By Erin Caine
Elm Staff Writer
Los Angeles-native indie pop band Saint Motel released their first full-length album in 2012. The debut, “Voyeur,” was well-received, Mark Jenkins of the Washington Post said in his review that the band—“channeling British glam-pop as only a Los Angeles band can…makes chic and sprightly music with hints of ironic malevolence.”
The four members of the band originally met while in film school, so it’s no surprise that the band is known for its elaborate concert stages and cinematic videos. Still, theatrics aside, the music stands on its own with its fun, upbeat vibes and its charismatically dreamy and well-executed quality of sound. They released their second long play this year in late October, entitled “saintmotelevision.”

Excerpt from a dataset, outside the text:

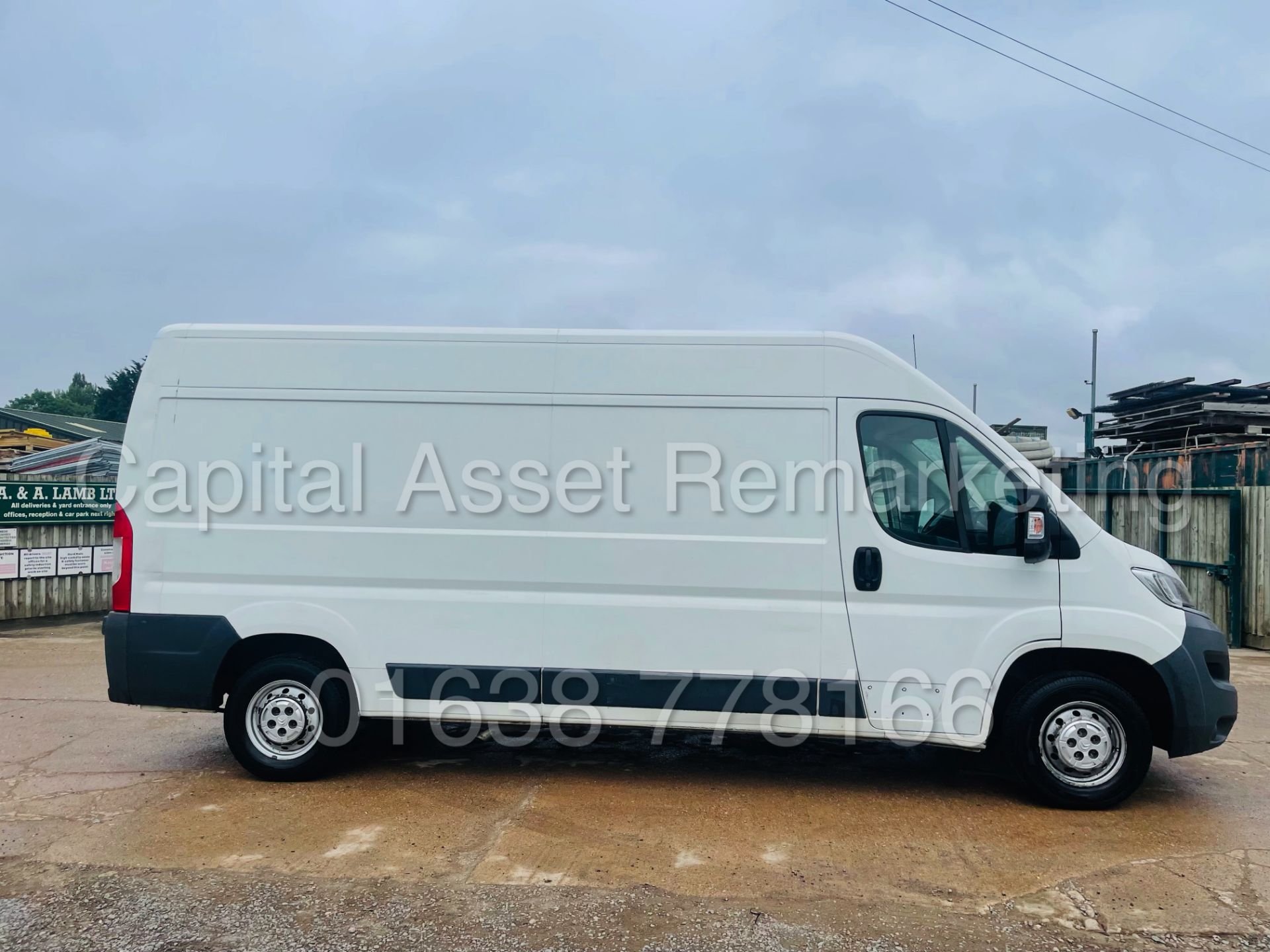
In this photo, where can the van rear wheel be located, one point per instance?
(1079, 740)
(278, 727)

The album opens on “Move”—aptly named, since the track, with its jaunty beat, fuzzy synths, and jazz horns, is so catchy it provokes foot-tapping and head-bobbing from the listener no matter what. There’s something stylish in the sound, something sleek and measured, almost to the point of being calculated. Of course, there’s nothing wrong with careful execution, but if something is too seamless it’s hard for the listener to grasp at the human core of the music; if something’s too tidy and neat, it risks alienating the audience.
Saint Motel walks a thin line in this aspect, though their saving grace may be in the rich stylistic blend that becomes apparent early on in the album with “Destroyer,” a track with mellow bass lines, sax solos superseding hard-edged electric guitar, and Arctic Monkeys-esque indie-rock vocals. “Born Again” similarly fuses an uplifting indie sound with heavy influences in gospel. It becomes apparent by mid-album at “Sweet Talk” and “You Can Be You” that the effort is taking pains to be consistently light and exuberant, though never bubbling over with extraneous energy—as if Saint Motel is afraid of dropping the reins for even a moment and letting the music take over and eclipse all of their careful attentions.

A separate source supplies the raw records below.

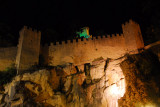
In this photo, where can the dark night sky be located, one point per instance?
(67, 16)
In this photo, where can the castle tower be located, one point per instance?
(28, 49)
(133, 36)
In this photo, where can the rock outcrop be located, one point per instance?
(67, 86)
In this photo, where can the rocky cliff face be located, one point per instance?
(130, 81)
(100, 83)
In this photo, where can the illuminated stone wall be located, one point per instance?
(28, 48)
(132, 35)
(7, 57)
(86, 50)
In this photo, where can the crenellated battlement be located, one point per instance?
(85, 50)
(82, 40)
(29, 29)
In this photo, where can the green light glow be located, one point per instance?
(84, 33)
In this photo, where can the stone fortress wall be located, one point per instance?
(7, 57)
(86, 50)
(28, 48)
(76, 51)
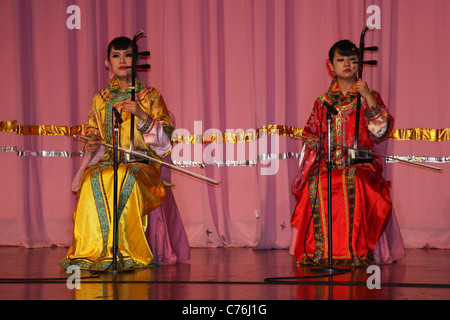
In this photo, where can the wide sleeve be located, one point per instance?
(380, 122)
(158, 127)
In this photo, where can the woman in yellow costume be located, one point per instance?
(140, 189)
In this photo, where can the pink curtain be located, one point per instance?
(231, 64)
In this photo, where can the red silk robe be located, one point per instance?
(361, 205)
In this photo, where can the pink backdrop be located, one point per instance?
(232, 64)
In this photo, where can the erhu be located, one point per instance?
(130, 156)
(354, 155)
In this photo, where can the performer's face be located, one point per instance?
(119, 60)
(344, 66)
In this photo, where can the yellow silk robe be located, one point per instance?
(139, 187)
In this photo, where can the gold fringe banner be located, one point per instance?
(423, 134)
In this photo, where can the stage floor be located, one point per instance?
(225, 274)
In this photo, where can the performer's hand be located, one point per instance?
(364, 91)
(93, 145)
(311, 141)
(133, 107)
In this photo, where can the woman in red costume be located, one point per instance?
(361, 205)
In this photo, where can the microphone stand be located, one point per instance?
(117, 121)
(330, 269)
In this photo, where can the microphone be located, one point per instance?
(117, 115)
(331, 108)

The closest the band comes in “saintmotelevision” to genuine vulnerability is the ending song, “Happy Accidents.” On one hand, acoustic guitar can lend a certain “stripped-down” and candid quality to any song, though the track sports some of the best lyrics of the album, as well. Amid guitarist Aaron Sharp’s tender plucking, vocalist A/J Jackson sings, “If I never laid eyes on you, would I feel something missing? If you never laid eyes on me, would you know something’s gone?” The song is a striking conclusion to the album, a wistful and introspective look at love and at real human connections. It reveals a vulnerability that’s even bolder than the blare of saxophones in “Destroyer” or the soulful backing vocals in “Born Again.” Of course, this isn’t to say that there aren’t bright spots of inspiration in the midst of all the smooth glam and vigorously linear indie pop. One track in particular that stands out is “Slow Motion,” which dips into a more sober-minded attitude that’s thrown against a sparser, more atmospheric background than we’ve heard in any tracks before.

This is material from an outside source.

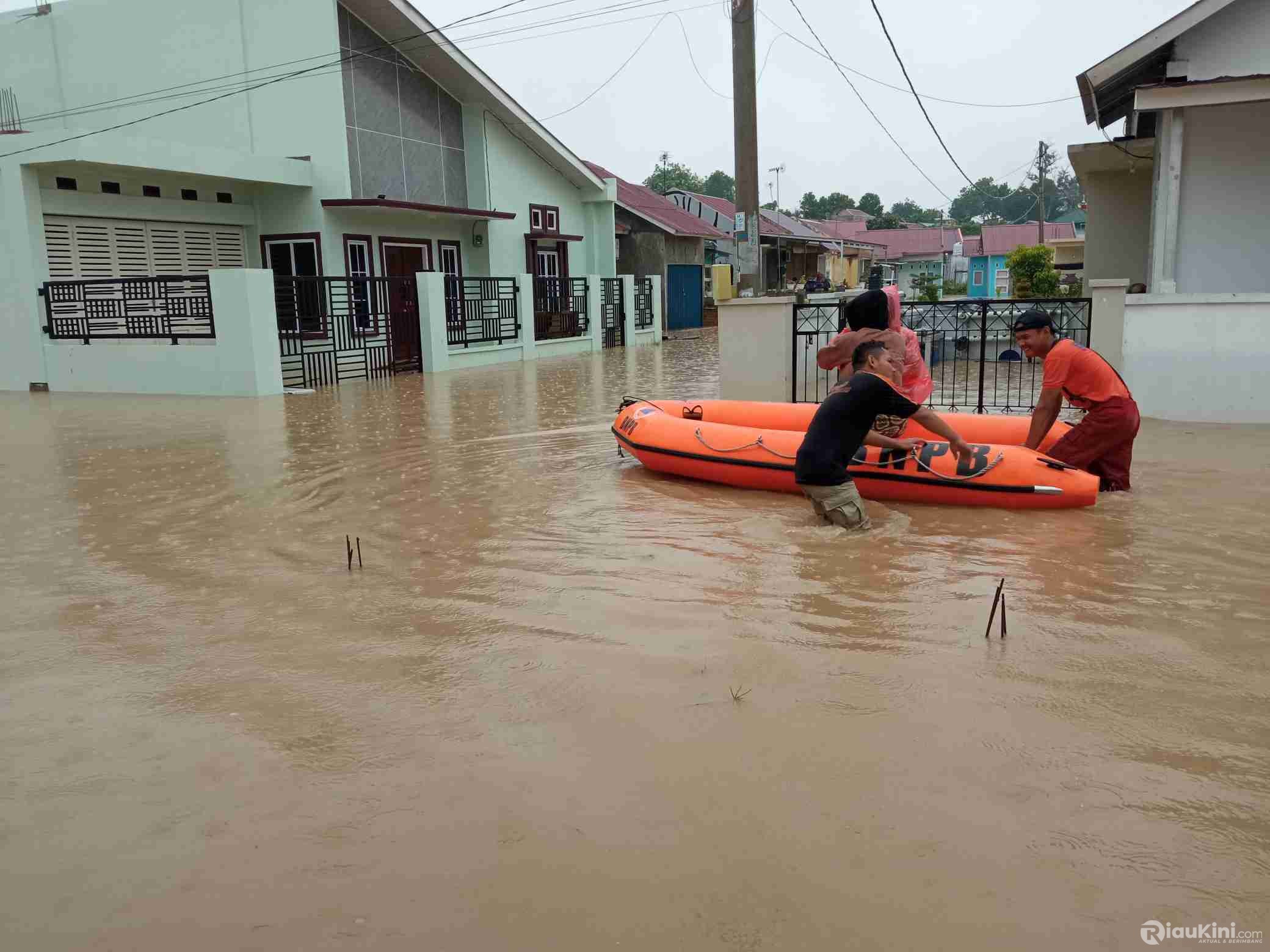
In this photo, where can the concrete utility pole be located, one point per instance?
(744, 120)
(1040, 193)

With only a few moments of artistic innovation and individuality, and with even fewer moments of genuine feeling, “saintmotelevision” can rarely be enjoyed past a superficial level, though it’s not a bad listen; on the contrary, it’s full of energetic fun and easy-going melodies. Still, Saint Motel is a group that’s talented enough to ease up on the controls a bit, and would be better off painting outside the lines once in a while, even at the cost of accessibility.